Phlegmacium myrtilliphilum produces a medium‑sized fruit body with a cap (pileus) measuring 4.5–9 cm broad, initially hemispherical and becoming plano‑convex, its margin slightly incurved. Young caps are weakly to distinctly viscid from a thin, soon‑drying veil, showing appressed scales, especially at the centre. Colour varies from pale yellowish‑brown to darker ochraceous or leather brown—reminiscent of Cortinarius balteatus—with a paler, almost whitish margin and occasional hygrophanous streaks (bands that change hue as the cap loses moisture).

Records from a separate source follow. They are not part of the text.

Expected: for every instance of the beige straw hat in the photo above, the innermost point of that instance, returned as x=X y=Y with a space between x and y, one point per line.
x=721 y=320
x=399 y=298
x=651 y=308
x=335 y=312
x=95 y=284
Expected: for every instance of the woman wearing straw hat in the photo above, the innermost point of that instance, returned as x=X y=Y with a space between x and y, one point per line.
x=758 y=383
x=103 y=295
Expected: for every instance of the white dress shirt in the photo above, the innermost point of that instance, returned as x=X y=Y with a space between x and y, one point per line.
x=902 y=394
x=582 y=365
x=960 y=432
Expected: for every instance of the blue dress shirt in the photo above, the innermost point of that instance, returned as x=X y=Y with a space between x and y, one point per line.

The gills (lamellae) are emarginate (notched where they meet the stipe), crowded, greyish white in youth and turning pale brown as spores mature. The stipe is 5.5–11 cm long, 1–2.5 cm thick near the apex and 1.5–3 cm wide at the base, clavate, white at first, then pale brown from the base. A sparse white universal veil may leave remnant patches. The flesh (context) is white, faintly greyish hygrophanous at the stipe apex, and emits a faint, pleasant odour resembling corn. In dried specimens, the pileus is uniformly pale warm yellowish‑brown to brown—sometimes darker centrally—with the stipe matching but lighter. A strong potassium hydroxide reaction turns fresh context bright yellow, fading with age or remaining only at the margin.

Microscopically, spores measure 10.9–13.4 by 6.3–7.5 micrometre (μm) and are amygdaloid‑fusoid with a distinct suprahilar depression (the notch at the former point of attachment) and an elongated apex, much like those of Cortinarius collinitus. Their surfaces range from finely to moderately verrucose (warted) and stain slightly dextrinoid (reddish‑brown) in Melzer's reagent. Basidia are four‑spored, sand brown, 33–45 by 8.5–11 μm, bearing few dark granules. The lamellar trama consists of pale yellowish, smooth hyphae with small granules, while stipe‑apex hyphae are pale brown—outermost cells more reddish—with scant dark granules. The pileipellis features a gelatinous epicutis of erect‑sinuose hyphae typically 4–6 μm wide over a repent layer of smooth, thin‑walled hyphae 5–10 μm wide, spirally incrusted with angular dark red‑brown particles. Deeper hypodermal hyphae are slightly thicker, smooth to coarsely incrusted, containing dark red‑brown granular to farinose (meal‑like) contents.

==Habitat and distribution==

Phlegmacium myrtilliphilum occurs in mesic spruce‑dominated forests, where the understory ranges from richer to poorer bilberry (Vaccinium myrtillus) communities. At the time of its original publication, it had only been recorded in the middle boreal zone of Finland and Norway, suggesting it may be rare. Fruiting bodies emerge in autumn.